Last week, Baemin returned with another culinary contest, Korea’s first Tteokbokki Masters Day. In Korea, Nov. 11 is best known as the romantic Pepero Day, but it is also Garaetteok Day, a day celebrating rice cakes. This year, Baemin decided to celebrate the date with tteokbokki, spicy rice cakes, by holding a competition that aimed to find the country’s top tteokbokki expert.
A total of 500 people took part in the competition at Sejong University in eastern Seoul on Nov. 11. Of the participants, 250 had passed a preliminary online test, which a total of 570,000 people took part in. The winners were each allowed to bring one person with them, taking the total number up to 500.
In the end, 26-year-old office worker Shin In-seon from Gyeonggi emerged victorious and was named the tteokbokki master.
As well as the formal competition, Baemin offered a range of tteokbokki-related games for people to enjoy and a tteokbokki buffet.
The participants ranged from high school students to middle-aged people who came along with their children. A lot of participants chose to wear red, the color of tteokbokki.
“I came here with the expectation to win the competition,” said ambitious 17-year-old high school student Jeong So-yeong, who came with a friend. “I’m a huge fan of tteokbokki. I eat it three to four times a week. I think this competition will mean that Nov. 11 reminds me of tteokbokki just as much as Pepero in the future.”
Another pair of female high school friends enjoyed the celebrities who made appearances.
“The games here are fun, and it’s wonderful to see Celeb Five in person,” said 17-year-old Hwang Soo-bin.
Celeb Five is a girl group made up of comedians like Song Eun-i and Ahn Young-mi. They staged a performance at the event.
“The way to differentiate tteokbokki of different brands is based on the taste of the soup,” explained aspiring master Hwang. “Some are salty while others aren’t. Teokbokki with both salty and sweet flavors are the most delicious.”
After filling up at the buffet that offered a range of tteokbokki from different brands like Jaws Food, School Food and Young Dabang, contestants took part in written and practical tests to assess their knowledge of anything and everything tteokbokki, including history, brands and even celebrities who have modeled for tteokbokki ads.
The 60-question test included: “Which celebrities is not the primary model of a tteokbokki brand?” and “Which brand sells the shortest tteokbokki?”
Except for a few entry-level questions on the first page, the test quickly proved that only a true expert had a chance of earning the coveted master crown.
During the practical part of the test, participants tasted tteokbokki and had to name which brand each were from, while in the listening test they had to guess the ASMR sound of someone eating tteokbokki.
Responses to the questions varied. Some argued the answers were centered on tteokbokki brands that supported the event, while others said they found the questions interesting.
Shin, who came all the way from Ansan, Gyeonggi, to take part in the contest, ultimately emerged victorious.

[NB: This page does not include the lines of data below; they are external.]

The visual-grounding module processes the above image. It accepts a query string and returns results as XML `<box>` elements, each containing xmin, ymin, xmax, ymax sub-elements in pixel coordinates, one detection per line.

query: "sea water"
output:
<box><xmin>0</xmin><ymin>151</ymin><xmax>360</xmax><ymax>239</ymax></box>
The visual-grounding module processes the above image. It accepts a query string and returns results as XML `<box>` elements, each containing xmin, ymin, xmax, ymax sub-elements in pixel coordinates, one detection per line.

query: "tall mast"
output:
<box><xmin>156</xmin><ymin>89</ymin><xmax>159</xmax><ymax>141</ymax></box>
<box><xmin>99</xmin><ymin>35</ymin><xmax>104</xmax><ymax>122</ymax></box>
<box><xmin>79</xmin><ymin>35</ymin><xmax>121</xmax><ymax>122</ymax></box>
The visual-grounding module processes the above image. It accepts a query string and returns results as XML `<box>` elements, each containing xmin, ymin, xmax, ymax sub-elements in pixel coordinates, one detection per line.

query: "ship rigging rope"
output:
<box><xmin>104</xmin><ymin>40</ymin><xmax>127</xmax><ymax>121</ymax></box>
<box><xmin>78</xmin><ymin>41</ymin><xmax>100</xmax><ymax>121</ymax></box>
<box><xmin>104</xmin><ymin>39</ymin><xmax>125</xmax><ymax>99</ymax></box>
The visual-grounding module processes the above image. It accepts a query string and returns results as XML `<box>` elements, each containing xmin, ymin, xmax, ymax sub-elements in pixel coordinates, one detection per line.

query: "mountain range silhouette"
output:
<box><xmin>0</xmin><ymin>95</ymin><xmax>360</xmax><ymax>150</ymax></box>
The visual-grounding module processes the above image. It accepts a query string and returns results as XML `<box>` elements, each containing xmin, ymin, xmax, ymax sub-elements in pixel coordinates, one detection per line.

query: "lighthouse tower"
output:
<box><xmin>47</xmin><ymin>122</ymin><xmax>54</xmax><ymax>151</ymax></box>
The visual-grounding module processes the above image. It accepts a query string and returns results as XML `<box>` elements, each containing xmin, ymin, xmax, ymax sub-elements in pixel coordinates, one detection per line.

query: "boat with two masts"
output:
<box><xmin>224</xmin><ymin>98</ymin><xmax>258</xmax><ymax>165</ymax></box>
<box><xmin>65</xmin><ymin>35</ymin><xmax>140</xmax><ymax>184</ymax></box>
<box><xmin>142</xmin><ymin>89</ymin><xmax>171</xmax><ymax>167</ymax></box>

“Nov. 11 is referred to as Garaetteok Day, and it’s also Farmer’s Day,” said Shin after receiving the crown. “I’m really grateful [for the reward] on such a meaningful day.”
The prize included 365 Baemin coupons that could be used to buy tteokbokki or other dishes. Each coupon is worth 15,000 won ($13).
“We organized this event to contribute to the development of domestic food culture in a Baemin style by finding and recognizing food experts who are fond of specific foods in a serious yet witty way,” said a spokesperson for Baemin.